Will passing a variable of an integral type to functions by reference be more efficient than by value?

I know what he said, passing a variable of any integral type, such as int, double, long double, etc. for function; this should be done by value, but I'm curious that from the point of assembly (in performance or in space) there would be no situation where an integral type variable with a size larger than pointers, such as a long double on my platform of 8 bytes and Larger than pointers 4 bytes in size will the link be more effective?

+6
c ++ performance function assembly parameter-passing
source share
4 answers

Passing a pointer / reference to an integer value greater than the native size of the pointer may well be locally optimal, but it's hard to say whether it will be globally optimal. It largely depends on the use of value. If it is really an integer and is considered to be called, it is likely that at some point the value will be loaded into one or more registers in any case (for the program to perform arithmetic by values, for example) additional overhead in the called call for dereferencing a pointer. If the interlocutor is built in by the optimizing compiler, it is possible that the compiler will simply pass an integer value divided into two registers. If, however, the called cannot be embedded (for example, if it refers to a third-party API), then the compiler cannot perform this kind of attachment, and, indeed, passing a pointer can be more efficient, although you are unlikely to find a library that there are functions that accept an integer pass by reference, if it is not so that the callee can change the value of the caller: this introduces a number of problems.

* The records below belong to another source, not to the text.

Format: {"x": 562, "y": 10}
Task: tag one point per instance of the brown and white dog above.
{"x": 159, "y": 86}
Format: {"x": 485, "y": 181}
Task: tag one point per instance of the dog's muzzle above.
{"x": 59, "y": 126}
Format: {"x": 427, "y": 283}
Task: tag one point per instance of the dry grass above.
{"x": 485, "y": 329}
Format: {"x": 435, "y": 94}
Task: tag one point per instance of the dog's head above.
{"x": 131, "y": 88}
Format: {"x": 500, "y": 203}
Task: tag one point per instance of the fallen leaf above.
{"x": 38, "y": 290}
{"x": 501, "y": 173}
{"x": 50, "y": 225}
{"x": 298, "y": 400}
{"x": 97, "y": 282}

Most often, a modern optimizing compiler will come closer to an optimal solution, taking into account all these things, and it is usually best that the programmer does not try to preempt the compiler with premature optimization. In fact, this can lead to less efficient code.

The most sensible thing in most cases is to write your code in such a way as to best communicate your intent (rolling values ​​for types "value", unless the argument is - using C # terminology - semantically the "out" or " reference ") and worry about performance only if there is a performance bottleneck.

+5
source share

Test, test, test, disassemble, disassemble, disassemble.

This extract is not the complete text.